General Mills and Nils

Nils and I biked over to General Mills corporate offices today and had some fun exploring the sculptures on their grounds. He found his harmonica in the bike trailer, so we had some music as we biked on the way there (you can see him playing it in the first picture).

It was a nice day--better than the 90 degree days with high humidity that we've had lately--and we enjoyed the bike ride and the time together. He's been going through this phase of checking boundaries (by that I mean constantly pushing them); it was a welcome reprieve to have some time with him where he wasn't disobeying or jut not listening. Maybe he just needed some focused attention. Maybe we all do.


Cattails and Playgrounds

These are from a couple recent trips to the nature center near our house. One thing the Minneapolis area does well is preserve a lot of natural areas and parks.
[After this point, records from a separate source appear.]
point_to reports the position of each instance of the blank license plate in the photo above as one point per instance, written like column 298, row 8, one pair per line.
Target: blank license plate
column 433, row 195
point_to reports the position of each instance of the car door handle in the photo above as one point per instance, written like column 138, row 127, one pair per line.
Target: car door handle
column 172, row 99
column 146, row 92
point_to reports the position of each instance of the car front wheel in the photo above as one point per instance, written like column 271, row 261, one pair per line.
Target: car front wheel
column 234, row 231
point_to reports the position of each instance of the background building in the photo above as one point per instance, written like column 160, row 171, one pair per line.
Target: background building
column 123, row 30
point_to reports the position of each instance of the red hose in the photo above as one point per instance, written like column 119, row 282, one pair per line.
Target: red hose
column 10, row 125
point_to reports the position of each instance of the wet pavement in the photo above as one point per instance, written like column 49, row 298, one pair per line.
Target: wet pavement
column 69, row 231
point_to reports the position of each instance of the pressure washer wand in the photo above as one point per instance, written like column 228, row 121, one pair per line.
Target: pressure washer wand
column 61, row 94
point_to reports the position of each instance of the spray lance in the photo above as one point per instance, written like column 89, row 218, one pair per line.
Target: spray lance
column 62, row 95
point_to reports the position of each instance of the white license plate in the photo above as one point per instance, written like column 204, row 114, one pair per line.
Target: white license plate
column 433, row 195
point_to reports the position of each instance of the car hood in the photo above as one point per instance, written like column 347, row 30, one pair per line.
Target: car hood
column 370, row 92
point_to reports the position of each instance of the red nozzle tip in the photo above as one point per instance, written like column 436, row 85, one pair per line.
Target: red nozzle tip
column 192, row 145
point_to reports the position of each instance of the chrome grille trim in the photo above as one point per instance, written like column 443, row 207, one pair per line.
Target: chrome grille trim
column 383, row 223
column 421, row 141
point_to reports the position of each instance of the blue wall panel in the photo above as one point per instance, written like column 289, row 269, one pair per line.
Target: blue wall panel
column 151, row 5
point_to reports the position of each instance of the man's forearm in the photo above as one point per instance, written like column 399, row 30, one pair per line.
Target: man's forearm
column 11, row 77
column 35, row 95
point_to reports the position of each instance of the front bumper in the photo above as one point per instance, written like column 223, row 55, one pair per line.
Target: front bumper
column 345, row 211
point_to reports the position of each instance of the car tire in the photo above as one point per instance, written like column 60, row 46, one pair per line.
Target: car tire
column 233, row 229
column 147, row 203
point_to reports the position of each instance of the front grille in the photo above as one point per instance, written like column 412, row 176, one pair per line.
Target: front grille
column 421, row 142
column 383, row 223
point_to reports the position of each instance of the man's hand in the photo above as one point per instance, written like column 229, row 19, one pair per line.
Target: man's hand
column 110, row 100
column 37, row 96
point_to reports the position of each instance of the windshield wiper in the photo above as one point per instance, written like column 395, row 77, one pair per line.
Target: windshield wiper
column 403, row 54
God created Adam by shaping the dirt
Then breathing His own breath
Into the artwork made
In His image.

Millenia later,
After Jesus returned to Heaven,
God breathed life into His people again.
He sent His Spirit,
Like tongues of fire,
Like a rushing wind,
Upon people from many races
Gathered together to celebrate Shavout,
Marking the 50 days after the Exodus,
When Moses received the Commandments
From God upon the mountain.

As Jesus was "Immanuel"--
God with us--
God is still with us
As the Holy Spirit has been poured out
Upon all believers.

God's breath in us,
He guides us, directs us,
If we allow ourselves to follow Him,
Choosing His will--
His good, pleasing, perfect will--
Over our own.

The Spirit did not just descend
Upon one person, however.
It descended upon the nations.
Together we must do His will.
Together we display His image.
Together we are the church.

Less than a Month

We're just under a month away until we move into our new house. We're very excited about it--at a bit nervous yet. We still have to decide upon insurance and look into a few other things, but everything is coming along.

Things I'm excited about:
Not having to maintain a stash of quarters for doing laundry
Being able to compost instead of having to throw away
Garden space
More room to move about and not having to store things in our garage
Room to invite people over

Things I'm going to miss:
A good sledding hill next door (thankfully, we've still got a park practically next door)
"Utilities included"
Anders' school and his friends
The convenience of our neighborhood--we're easy to get to, right off the interstate, near a few shopping areas, near a nature center, etc.
And most of all, good neighbors

But we're only moving 7 miles, so it's not like much has to change. But, still, even after just two years here, we've grown fond of this place and the people here. And I know that can happen wherever we go--we'll make more friends and connections.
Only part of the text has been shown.